We have a HA OSB cluster, a Traffic Director cluster and and 3rd party Java application running on Weblogic to test with and as a non-HA ready environment we have PeopleSoft Campus and Cloud Control proof of concept environments hosted on our Exalogic, a Fusion Apps and a Traffic Director admin vServer.
For the HA-ready (i.e. clustered) environments, we just have to make sure we will not take down any nodes hosting more than one vServer of the same WebLogic Cluster at the same time (so vServers that are in the same distribution group). Below we can see some HA-ready environments (OSB, OTD, UTS). For our test, primary nodes of each HA configuration are running on node 6 and secondary nodes on node8.

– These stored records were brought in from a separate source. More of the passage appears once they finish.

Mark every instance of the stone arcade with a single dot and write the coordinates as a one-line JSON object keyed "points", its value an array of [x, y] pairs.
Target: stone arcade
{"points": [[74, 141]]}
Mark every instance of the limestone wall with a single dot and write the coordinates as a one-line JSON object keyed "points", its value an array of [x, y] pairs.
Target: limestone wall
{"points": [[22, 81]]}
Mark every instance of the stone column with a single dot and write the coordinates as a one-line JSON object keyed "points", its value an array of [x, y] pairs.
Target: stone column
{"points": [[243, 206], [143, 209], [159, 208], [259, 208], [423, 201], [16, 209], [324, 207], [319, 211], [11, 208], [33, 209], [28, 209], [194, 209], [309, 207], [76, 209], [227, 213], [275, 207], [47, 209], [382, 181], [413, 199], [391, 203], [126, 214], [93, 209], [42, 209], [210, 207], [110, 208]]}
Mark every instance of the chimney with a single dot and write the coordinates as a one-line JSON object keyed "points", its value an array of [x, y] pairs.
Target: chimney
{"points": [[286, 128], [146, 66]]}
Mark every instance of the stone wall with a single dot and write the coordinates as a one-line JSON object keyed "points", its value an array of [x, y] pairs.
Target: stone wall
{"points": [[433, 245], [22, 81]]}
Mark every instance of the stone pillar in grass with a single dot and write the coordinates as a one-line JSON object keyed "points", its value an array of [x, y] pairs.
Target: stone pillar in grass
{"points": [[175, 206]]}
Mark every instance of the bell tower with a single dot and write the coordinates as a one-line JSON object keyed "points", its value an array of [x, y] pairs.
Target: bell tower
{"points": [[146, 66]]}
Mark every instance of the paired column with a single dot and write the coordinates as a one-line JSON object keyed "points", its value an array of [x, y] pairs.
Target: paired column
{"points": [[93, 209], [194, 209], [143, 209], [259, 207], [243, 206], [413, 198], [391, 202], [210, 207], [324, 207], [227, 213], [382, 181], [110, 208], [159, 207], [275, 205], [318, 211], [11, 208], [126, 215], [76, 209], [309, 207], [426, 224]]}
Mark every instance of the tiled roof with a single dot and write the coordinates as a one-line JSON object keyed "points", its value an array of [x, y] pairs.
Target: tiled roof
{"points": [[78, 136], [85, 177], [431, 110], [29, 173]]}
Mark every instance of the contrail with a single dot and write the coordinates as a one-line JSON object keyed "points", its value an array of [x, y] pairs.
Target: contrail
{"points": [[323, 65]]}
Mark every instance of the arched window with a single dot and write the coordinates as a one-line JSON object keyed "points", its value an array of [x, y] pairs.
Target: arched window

Taking compute nodes 7 and 8 out of service
We now start to take nodes 7 and 8 out of service. In prepartion, we tag them with vserver_placement.ignore_node=true and put them into maintenance mode, as shown below for node 7 :
Double check on the Summary tab if our tagging action on node 7 succeeded :
With this action, no new vServers will be allocated on node 7 until we ‘untag’ it. Next, place node 7 into maintenance mode as well, so no automatic recovery can incidently override the policy and recover a vServer on this node.
Quoting from MOS Note 1551724.1:
Note: If an HA-enabled vServer fails, while selecting a node for restarting the failed vServer, Exalogic Control considers all of the available nodes, including those that are tagged with vserver_placement.ignore_node=true.
I found that you do not actually need to stop all vServers on the node before entering maintenance mode, this can be done afterwards as well, which seems more locgical. However this is not what the offical procedure advises.
Unfortunately, as yet the icons in Exalogic Control do not reflect the status change for node 7 and 8, so we cannot see directly that these nodes have gone into maintenance. That seems like a good enhancement request for the product.
In the underlying OVM Manager however, this can be seen quite well:
Note the little gears on the icons for nodes 7 and 8.
Now we are ready to stop and restart all vServers on nodes 7 and 8 to relocate them and subsequently halt these compute nodes so they can be serviced. This will be examined in part 2 of this Exalogic maintenance story.